Ich bin mit dem kleinen Zeh ganz heftig gegen den Fuß eines Sofas gestoßen. Im ersten Moment tat es gar nicht weh, aber als ich meinen Fuß sah, traf mich der Schock. Der Zeh stand im 45°-Winkel nach außen ab, er war aus dem Gelenk gerissen. Da habe ich von meinem medizinischen Wissen profitiert und konnte ihn mir zum Glück gleich selbst wieder einrenken und einen Verband anlegen. Doch der Schmerz kam wirklich erst später.

Oje, das tut ja schon beim Zuhören verdammt weh. Und sonst?

Naja, es gibt noch etwas, das sich verändert hat. Meine Verdauung ist nicht mehr so robust wie früher. Vor meiner Erkrankung konnte ich alles essen und hatte nie Probleme. Jetzt bekomme ich manchmal ganz plötzlich krampfartige Bauchschmerzen, gepaart mit Durchfall und dies hält dann ein paar Stunden an. Extrem scharfes Essen, aber auch Gerichte, die mit Curry oder Koriander gewürzt sind, vertrage ich ganz schlecht. Ich bekomme dann Bauchweh, muss stundenlang aufstoßen und werde damit immer wieder an diesen Geschmack erinnert.

Im letzten Jahr war ich zu einer Routinekoloskopie (Darmspiegelung). Dort konnte nur eine leicht unspezifische Entzündung des Darmes festgestellt werden. Ich muss jetzt neu lernen, welche Nahrungsmittel mir Probleme bereiten, um diese dann zu meiden. Aber ich will auch nicht jammern, dafür gibt es keinen Grund. Die wenigen Beeinträchtigungen nehme ich gern in Kauf, wenn ich dafür den Krebs besiegt haben sollte! Also eigentlich geht es mir richtig gut.

Schön, dass du das so siehst. Gut, das waren erst mal die gesundheitlichen Aspekte. Hat sich auch in deinem Job etwas verändert?

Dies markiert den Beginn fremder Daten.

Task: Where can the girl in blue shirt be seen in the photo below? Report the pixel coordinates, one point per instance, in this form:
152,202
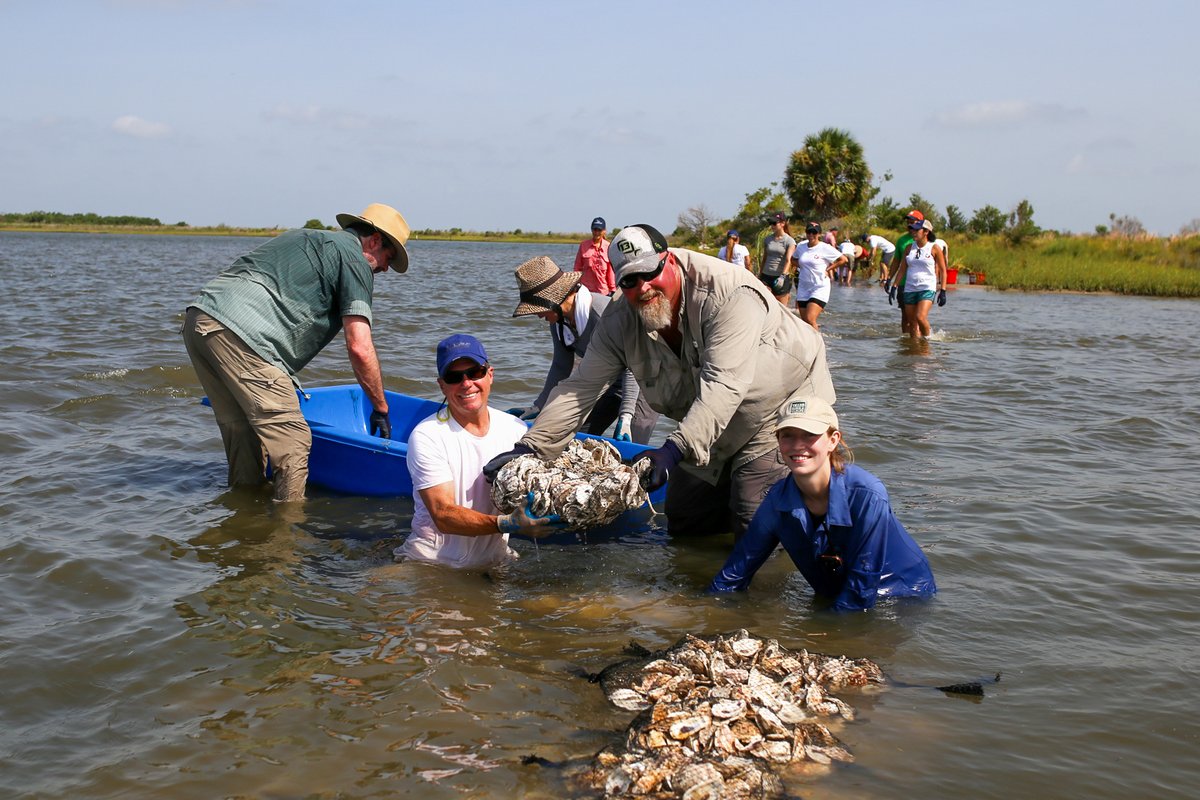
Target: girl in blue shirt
832,517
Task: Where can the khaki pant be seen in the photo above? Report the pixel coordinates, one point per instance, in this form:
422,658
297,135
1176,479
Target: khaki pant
696,507
256,405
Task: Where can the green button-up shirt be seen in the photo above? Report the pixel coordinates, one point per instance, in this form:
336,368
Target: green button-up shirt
287,298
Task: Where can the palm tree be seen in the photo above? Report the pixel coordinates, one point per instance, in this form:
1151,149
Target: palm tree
828,178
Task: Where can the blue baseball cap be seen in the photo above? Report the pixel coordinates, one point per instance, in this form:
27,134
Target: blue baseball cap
460,346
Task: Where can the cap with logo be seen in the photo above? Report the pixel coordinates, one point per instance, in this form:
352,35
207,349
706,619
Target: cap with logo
807,413
460,346
636,250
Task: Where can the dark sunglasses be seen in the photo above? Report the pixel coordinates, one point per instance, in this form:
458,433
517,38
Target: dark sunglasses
455,376
630,281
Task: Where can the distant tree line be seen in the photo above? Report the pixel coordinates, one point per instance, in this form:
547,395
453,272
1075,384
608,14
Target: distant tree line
59,218
828,181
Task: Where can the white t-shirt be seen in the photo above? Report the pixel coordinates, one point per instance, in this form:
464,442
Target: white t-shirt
922,275
442,451
882,244
811,282
741,253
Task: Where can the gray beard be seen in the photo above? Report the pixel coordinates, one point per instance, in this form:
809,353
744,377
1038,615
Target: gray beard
657,313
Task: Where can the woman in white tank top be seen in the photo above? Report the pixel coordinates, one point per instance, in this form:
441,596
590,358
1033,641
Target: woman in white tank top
923,276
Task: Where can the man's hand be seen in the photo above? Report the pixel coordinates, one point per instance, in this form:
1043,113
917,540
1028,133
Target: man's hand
526,522
379,422
663,461
492,467
624,423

Ja, aber das war eher ein schleichender Prozess. Richtig aufgefallen ist mir das erst im Laufe des letzten Jahres. Manchmal gibt es einen Moment, in dem sich in meinem Umfeld eine mehr oder weniger große Verärgerung aufbaut. Oft denke ich dann: "Was regt ihr euch so auf? Es gibt echt Schlimmeres!" Der Vorteil ist, ich bin jetzt in solchen Situationen viel besonnener und weniger emotional als früher. Manchmal kann ich sogar anderen bei der Konfliktbewältigung helfen.

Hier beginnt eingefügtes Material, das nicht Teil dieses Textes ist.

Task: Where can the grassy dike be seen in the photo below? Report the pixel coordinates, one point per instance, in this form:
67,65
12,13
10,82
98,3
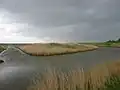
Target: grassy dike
2,48
100,77
51,49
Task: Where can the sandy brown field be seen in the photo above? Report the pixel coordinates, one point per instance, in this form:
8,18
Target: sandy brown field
55,49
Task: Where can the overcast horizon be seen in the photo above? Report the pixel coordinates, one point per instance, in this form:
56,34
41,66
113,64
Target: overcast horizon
59,20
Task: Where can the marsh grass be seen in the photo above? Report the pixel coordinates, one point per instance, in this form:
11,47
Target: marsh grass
2,48
101,77
55,49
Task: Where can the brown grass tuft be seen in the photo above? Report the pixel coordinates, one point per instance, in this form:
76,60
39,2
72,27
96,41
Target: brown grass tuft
77,79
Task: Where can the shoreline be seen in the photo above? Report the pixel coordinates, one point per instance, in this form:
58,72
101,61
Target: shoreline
58,50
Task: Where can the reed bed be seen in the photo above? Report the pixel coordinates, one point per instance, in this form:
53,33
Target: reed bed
55,49
101,77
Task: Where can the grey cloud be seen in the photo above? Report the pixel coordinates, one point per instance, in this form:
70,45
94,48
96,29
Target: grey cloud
67,19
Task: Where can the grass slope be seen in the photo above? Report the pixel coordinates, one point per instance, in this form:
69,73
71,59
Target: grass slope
55,49
102,77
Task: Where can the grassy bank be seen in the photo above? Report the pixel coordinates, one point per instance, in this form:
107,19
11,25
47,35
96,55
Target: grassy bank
2,48
55,49
102,77
106,44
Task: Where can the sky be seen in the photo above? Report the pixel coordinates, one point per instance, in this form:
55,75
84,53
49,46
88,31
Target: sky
59,20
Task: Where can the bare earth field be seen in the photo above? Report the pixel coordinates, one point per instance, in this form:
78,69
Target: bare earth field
55,49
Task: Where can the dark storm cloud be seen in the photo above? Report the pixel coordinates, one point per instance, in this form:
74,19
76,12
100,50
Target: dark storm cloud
67,19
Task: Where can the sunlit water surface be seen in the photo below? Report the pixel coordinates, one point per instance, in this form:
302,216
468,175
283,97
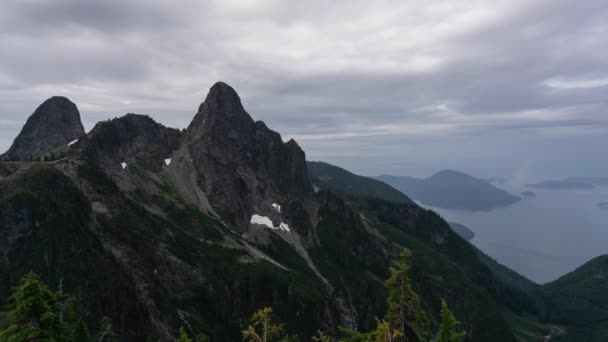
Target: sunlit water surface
542,237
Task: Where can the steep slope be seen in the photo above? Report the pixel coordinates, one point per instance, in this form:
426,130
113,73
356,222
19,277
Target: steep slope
452,190
158,228
55,123
341,180
580,300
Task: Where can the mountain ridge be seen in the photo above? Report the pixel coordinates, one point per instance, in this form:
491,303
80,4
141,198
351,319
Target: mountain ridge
55,123
199,228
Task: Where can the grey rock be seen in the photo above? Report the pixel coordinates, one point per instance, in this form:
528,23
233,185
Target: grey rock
243,166
55,123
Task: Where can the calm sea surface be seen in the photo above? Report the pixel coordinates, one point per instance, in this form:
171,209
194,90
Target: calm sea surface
542,237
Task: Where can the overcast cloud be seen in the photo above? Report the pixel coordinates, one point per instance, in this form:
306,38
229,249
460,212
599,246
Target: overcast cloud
494,88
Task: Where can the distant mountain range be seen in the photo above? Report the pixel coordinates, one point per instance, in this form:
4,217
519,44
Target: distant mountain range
344,181
159,228
462,230
451,189
571,183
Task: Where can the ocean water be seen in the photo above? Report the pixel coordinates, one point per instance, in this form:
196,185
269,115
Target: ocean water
542,237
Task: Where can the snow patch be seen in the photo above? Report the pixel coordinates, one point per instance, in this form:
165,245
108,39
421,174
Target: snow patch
262,220
266,221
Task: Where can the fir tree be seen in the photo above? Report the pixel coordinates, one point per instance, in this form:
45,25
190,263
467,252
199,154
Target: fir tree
405,314
106,331
183,336
448,330
262,329
321,337
33,313
81,332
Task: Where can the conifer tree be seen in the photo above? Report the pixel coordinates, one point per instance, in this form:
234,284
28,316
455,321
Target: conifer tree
33,313
405,314
81,332
106,331
262,329
321,337
183,336
448,330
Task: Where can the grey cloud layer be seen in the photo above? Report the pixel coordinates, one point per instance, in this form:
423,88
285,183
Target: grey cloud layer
448,84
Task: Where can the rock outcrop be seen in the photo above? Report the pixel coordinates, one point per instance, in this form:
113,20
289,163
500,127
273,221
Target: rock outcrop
55,123
244,167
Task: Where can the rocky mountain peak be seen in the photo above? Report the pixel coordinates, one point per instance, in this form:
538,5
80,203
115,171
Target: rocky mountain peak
56,122
244,166
222,112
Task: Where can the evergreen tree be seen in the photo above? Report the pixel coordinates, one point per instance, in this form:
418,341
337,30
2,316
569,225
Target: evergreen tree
262,329
202,338
382,333
448,330
321,337
33,313
405,314
183,336
81,332
106,331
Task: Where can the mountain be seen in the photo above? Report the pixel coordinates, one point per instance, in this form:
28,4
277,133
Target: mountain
341,180
55,123
571,183
160,228
579,300
452,190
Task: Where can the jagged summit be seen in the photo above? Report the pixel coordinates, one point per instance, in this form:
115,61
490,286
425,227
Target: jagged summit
56,122
222,112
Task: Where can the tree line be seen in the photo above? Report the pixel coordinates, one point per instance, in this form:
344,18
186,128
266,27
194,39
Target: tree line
35,313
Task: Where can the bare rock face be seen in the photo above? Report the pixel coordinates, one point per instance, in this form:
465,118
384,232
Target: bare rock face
244,167
128,139
55,123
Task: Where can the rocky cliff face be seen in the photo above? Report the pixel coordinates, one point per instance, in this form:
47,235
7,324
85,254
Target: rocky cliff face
160,228
55,123
244,167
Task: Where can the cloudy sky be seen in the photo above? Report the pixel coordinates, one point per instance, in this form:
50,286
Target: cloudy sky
493,88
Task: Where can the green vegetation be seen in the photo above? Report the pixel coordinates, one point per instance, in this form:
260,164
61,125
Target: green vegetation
340,180
35,313
448,330
579,301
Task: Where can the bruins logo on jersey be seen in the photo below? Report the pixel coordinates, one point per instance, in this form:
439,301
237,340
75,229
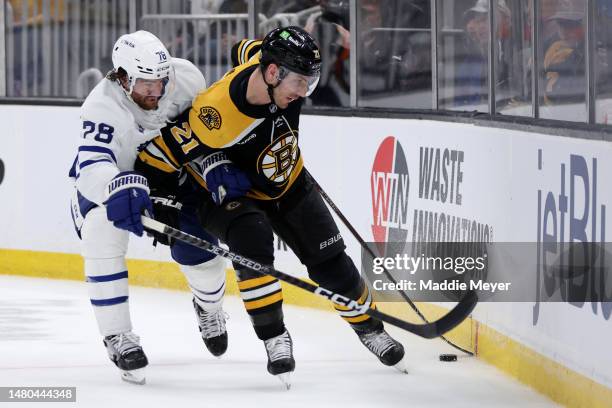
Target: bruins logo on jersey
278,160
210,117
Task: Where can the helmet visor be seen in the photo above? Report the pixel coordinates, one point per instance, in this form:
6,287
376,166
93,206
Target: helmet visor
151,87
155,87
302,84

Meine Patienten profitieren von meiner neuen, ruhigeren Art wohl am meisten. Ich nehme mir im Gespräch mehr Zeit und achte darauf, dass jeder Patient alles versteht, was ich erläutere. Gern lasse ich mich so lange ausfragen, bis alle beruhigt sind und sämtliche Unklarheiten beseitigt sind. Und weißt du was, das macht sogar auch richtig Spaß und gibt mir eine innere Befriedigung, die mit nichts zu vergleichen ist.

Und auch André hat mir bestätigt, dass ich oft ruhiger und gelassener reagiere als früher.

Klingt spannend. Und damit sind wir automatisch bei der nächsten Frage: Wie hat der Brustkrebs dein Privatleben beeinflusst?

Da hat sich im letzten Jahr eigentlich nichts mehr verändert. Ich genieße mein Leben anders als vor meiner Erkrankung. Besonders die kleinen Momente machen mir viel Spaß und geben mir Kraft: gemütliche Stunden mit André, Zeit verbringen mit Freunden, ein Buch im Café lesen - alles unvergleichlich schön! In diesem Jahr haben André und ich schon viele Konzerte genossen und die Musik unserer Helden live erlebt. Das ist und bleibt für uns nicht nur emotional der absolute Wahnsinn!